“You have altered but little since I knew you,” observed Mrs Tremayne, “and I hope that you may retain your health and strength for many years to come.”
“That’s as God wills,” said the dame. “I pray it may be so for the sake of my little Nelly here.”
“She is your grandchild, I suppose,” observed Mrs Tremayne.
“Ay, and the only one I have got to live for now. Her father has just gone, and she and I are left alone.”
“O granny, but there is Michael; don’t talk of him as gone,” exclaimed Nelly. “He will come back, surely he will come back.”
This remark of Nelly’s caused Mr and Mrs Tremayne to make further inquiries.
They at first regretted that they had been compelled to take shelter in the cottage, but as the dame continued talking, their interest in what she said increased.
“It seemed strange, Mistress Tremayne, that you should have come here at this moment,” she observed. “Our Michael is the grandson of one whom you knew well in your childhood; she was Nancy Trewinham, who was nurse in the family of your mother, Lady Saint Mabyn; and you, if I mistake not, were old enough at the time to remember her.”

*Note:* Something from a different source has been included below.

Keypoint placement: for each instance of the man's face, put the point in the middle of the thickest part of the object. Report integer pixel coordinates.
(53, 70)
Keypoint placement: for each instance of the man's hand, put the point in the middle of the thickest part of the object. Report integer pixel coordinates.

“Yes, indeed, I do perfectly well; and I have often heard my mother express her regret that so good and gentle a young woman should have married a man who, though apparently well-to-do in the world, was more than suspected to be of indifferent character,” said the lady. “We could gain no intelligence of her after she left Penzance, though I remember my father saying that he had no doubt a noted smuggler whose vessel was lost off this coast was the man she had married. Being interested in her family, he made inquiries, but could not ascertain whether she had survived her unhappy husband or not. And have you, indeed, taken charge of her grandson in addition to those of your own family whom you have had to support?”
“It was not I took charge of the boy, but my good son-in-law, who lies dead there,” said the dame. “He thought it but a slight thing, and only did what he knew others would do by him.”